Extradural Hemorrhage Secondary to Skull Pin Fixation Manifesting as Intractable Intraoperative Brain Swelling
Provision of a relaxed brain is one of the essential requirements of successful anesthetic management during neurosurgical procedures which allows adequate surgical access, retraction, and dissection. Failure to achieve proper brain laxity may cause brain herniation through craniotomy or excessive retractor pressures causing retractor ischemia. We experienced a rare scenario where a patient developed unexplained tense brain intraoperatively which could not be corrected by conventional rescue measures. Postprocedural imaging revealed the presence of an extradural hemmorhage (EDH) secondary to pin insertion as the cause of the tense brain.
A 25-year-old male patient was posted for suboccipital craniectomy and tumor excision for cerebellar glioma. After induction of general anesthesia, he was turned prone and the head was fixed over a 4-pin Sugita’s frame. Before craniectomy, mannitol (0.5 mg/kg) was administered, and after opening the dura a perfectly relaxed cerebellum was observed. Thirty minutes later when about half the tumor had been removed, the surgeons noticed a gradually increasing tenseness of the cerebellum. Immediate search for cause ensued. Airway obstruction and kinked neck veins were excluded. Anesthetic depth and analgesia were intensified, and the head was slightly elevated. A marginal improvement was noticed, but within 10 minutes the cerebellum again started to swell. Hyperventilation was instituted to bring down PaCO2 to 30 mm Hg (baseline PaCO2, 33 mm Hg), but the brain swelling continued to increase. Extra doses of mannitol also failed to provide any benefit. The cerebellum by now had become severely tense obscuring the surgical field. The surgeon was forced to temporarily terminate the procedure and perform a lax duroplasty and closure. The paralysed and ventilated patient was then shifted urgently to the radiology suite for a computed tomographic (CT) scan. CT scan revealed the presence of an EDH adjacent to the area where the inferior right-sided pin had been screwed against the skull (Fig. 1). The patient was then again shifted back to the operation theater where he underwent an emergency decompressive craniotomy and evacuation of the EDH.
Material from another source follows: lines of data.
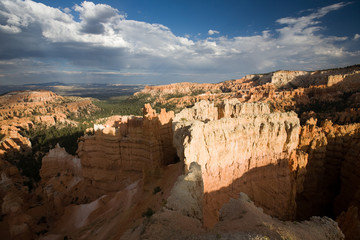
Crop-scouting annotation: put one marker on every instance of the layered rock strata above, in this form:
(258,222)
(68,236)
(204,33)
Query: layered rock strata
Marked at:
(331,185)
(241,147)
(127,144)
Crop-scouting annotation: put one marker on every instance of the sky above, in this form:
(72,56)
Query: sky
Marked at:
(168,41)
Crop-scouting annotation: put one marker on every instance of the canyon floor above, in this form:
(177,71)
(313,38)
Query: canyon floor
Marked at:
(267,156)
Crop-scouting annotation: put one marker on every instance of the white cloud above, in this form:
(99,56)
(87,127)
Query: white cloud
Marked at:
(212,32)
(105,40)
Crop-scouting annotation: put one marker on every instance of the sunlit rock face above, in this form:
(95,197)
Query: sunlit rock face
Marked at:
(241,147)
(128,143)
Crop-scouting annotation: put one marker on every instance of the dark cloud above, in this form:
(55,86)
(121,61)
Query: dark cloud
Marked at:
(38,42)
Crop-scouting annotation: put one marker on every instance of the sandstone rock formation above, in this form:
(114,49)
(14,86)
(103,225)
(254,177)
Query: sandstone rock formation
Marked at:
(232,141)
(138,144)
(327,94)
(24,110)
(239,219)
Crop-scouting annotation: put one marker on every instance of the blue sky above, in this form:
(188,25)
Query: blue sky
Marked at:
(160,42)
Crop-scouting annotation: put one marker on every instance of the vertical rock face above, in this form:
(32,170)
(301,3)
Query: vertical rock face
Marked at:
(127,144)
(331,185)
(241,147)
(59,161)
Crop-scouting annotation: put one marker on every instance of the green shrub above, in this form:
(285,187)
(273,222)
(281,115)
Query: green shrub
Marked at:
(157,189)
(148,213)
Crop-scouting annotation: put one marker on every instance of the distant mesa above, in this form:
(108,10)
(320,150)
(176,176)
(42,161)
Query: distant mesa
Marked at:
(267,156)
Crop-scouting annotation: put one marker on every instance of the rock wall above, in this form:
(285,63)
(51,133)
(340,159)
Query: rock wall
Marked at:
(241,147)
(127,144)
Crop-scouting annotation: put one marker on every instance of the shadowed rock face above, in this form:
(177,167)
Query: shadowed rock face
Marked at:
(139,144)
(292,172)
(234,140)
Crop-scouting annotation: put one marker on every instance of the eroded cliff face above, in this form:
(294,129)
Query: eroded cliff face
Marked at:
(128,146)
(291,171)
(241,147)
(24,110)
(331,185)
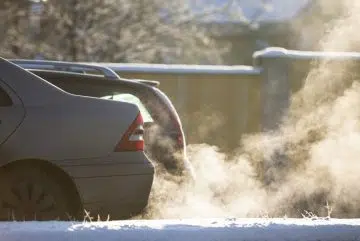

Intraoperative tense cerebellum during prone positional neurosurgeries may develop secondary to surgical, anesthetic or positional reasons. Uncommon causes like urinary retention have also been implicated.1 This necessitates expeditious reduction of brain volume by treating the specific cause of tense brain. Development of EDH following pin insertion is a known complication.2 In our case, the adjacent locations of the EDH and the pin sites, made pin insertion a prime suspect in the development of EDH. Intraoperative EDH might also develop due to coagulopathy,3 but in our case the coagulation parameters were found to be normal. Acute decompression of supratentorial compartment due to cerebrospinal fluid drainage or tumor excision can cause stripping of the dural veins and EDH formation.4 Although no breach of the inner cortex or fracture line on the exposed bone was observed, we postulate that some amount of bleeding might have initiated during pin tightening from the marrow or inner cortex of skull. Partial tumor excision leads to precipitous loss of intracranial pressure thereby causing loss of the tamponading effect and aggravating the bleed. The additional epidural space created and negative pressure following brain displacement consequent to tumor resection allowed blood to accumulate. As the bleeding was diametrically opposite to the surgical field, it could not be appreciated and the gradually increasing hemmorhage caused cerebellar swelling. The added bolus of mannitol might have proved counterproductive as brain shrinkage caused further loss of intracranial pressure and increased the bleeding.